Sensors (Basel). 2024 Aug 14;24(16):5262. doi: 10.3390/s24165262.
Intelligent mobile image sensing powered by deep learning analyzes images captured by cameras from mobile devices, such as smartphones or smartwatches. It supports numerous mobile applications, such as image classification, face recognition, and camera scene detection. Unfortunately, mobile devices often lack the resources necessary for deep learning, leading to increased inference latency and rapid battery consumption. Moreover, the inference accuracy may decline over time due to potential data drift. To address these issues, we introduce a new cost-efficient framework, called Corun, designed to simultaneously handle multiple inference queries and continual model retraining/fine-tuning of a pre-trained model on a single commodity GPU in an edge server to significantly improve the inference throughput, upholding the inference accuracy. The scheduling method of Corun undertakes offline profiling to find the maximum number of concurrent inferences that can be executed along with a retraining job on a single GPU without incurring an out-of-memory error or significantly increasing the latency. Our evaluation verifies the cost-effectiveness of Corun. The inference throughput provided by Corun scales with the number of concurrent inference queries. However, the latency of inference queries and the length of a retraining epoch increase at substantially lower rates. By concurrently processing multiple inference and retraining tasks on one GPU instead of using a separate GPU for each task, Corun could reduce the number of GPUs and cost required to deploy mobile image sensing applications based on deep learning at the edge.

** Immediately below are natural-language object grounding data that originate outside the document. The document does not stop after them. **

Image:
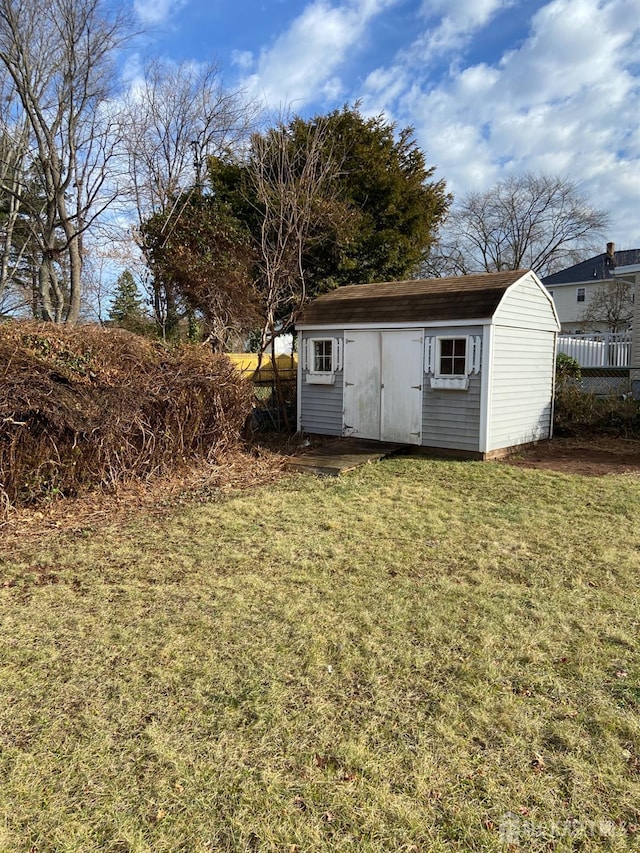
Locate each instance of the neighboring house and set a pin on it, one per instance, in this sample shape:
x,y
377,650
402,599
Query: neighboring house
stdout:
x,y
461,364
574,287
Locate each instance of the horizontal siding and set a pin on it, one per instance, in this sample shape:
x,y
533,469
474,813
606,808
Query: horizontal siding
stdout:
x,y
522,386
451,419
526,306
321,405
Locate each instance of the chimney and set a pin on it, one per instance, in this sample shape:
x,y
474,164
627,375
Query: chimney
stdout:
x,y
610,257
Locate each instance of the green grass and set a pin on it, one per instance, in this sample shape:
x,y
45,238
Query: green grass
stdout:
x,y
392,660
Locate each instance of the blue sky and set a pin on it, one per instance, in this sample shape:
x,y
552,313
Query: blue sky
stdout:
x,y
491,87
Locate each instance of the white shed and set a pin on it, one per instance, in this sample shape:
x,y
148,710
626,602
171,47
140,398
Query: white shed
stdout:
x,y
455,364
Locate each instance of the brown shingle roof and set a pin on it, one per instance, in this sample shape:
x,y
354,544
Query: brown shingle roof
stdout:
x,y
466,297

由深度学习驱动的智能移动图像传感技术可分析智能手机或智能手表等移动设备摄像头拍摄的图像。它支持众多移动应用,如图像分类、人脸识别和相机场景检测。不幸的是,移动设备往往缺乏深度学习所需的资源,导致推理延迟增加和电池快速消耗。此外,由于潜在的数据漂移,推理准确性可能会随着时间的推移而下降。为了解决这些问题,我们引入了一个名为Corun的新的经济高效框架,旨在在边缘服务器的单个商用GPU上同时处理多个推理查询以及对预训练模型进行持续的模型重新训练/微调,以显著提高推理吞吐量,并保持推理准确性。Corun的调度方法进行离线分析,以找到在单个GPU上可以与重新训练作业同时执行的最大并发推理数量,而不会导致内存不足错误或显著增加延迟。我们的评估验证了Corun的成本效益。Corun提供的推理吞吐量与并发推理查询的数量成比例。然而,推理查询的延迟和重新训练轮次的长度以低得多的速率增加。通过在一个GPU上同时处理多个推理和重新训练任务,而不是为每个任务使用单独的GPU,Corun可以减少在边缘部署基于深度学习的移动图像传感应用所需的GPU数量和成本。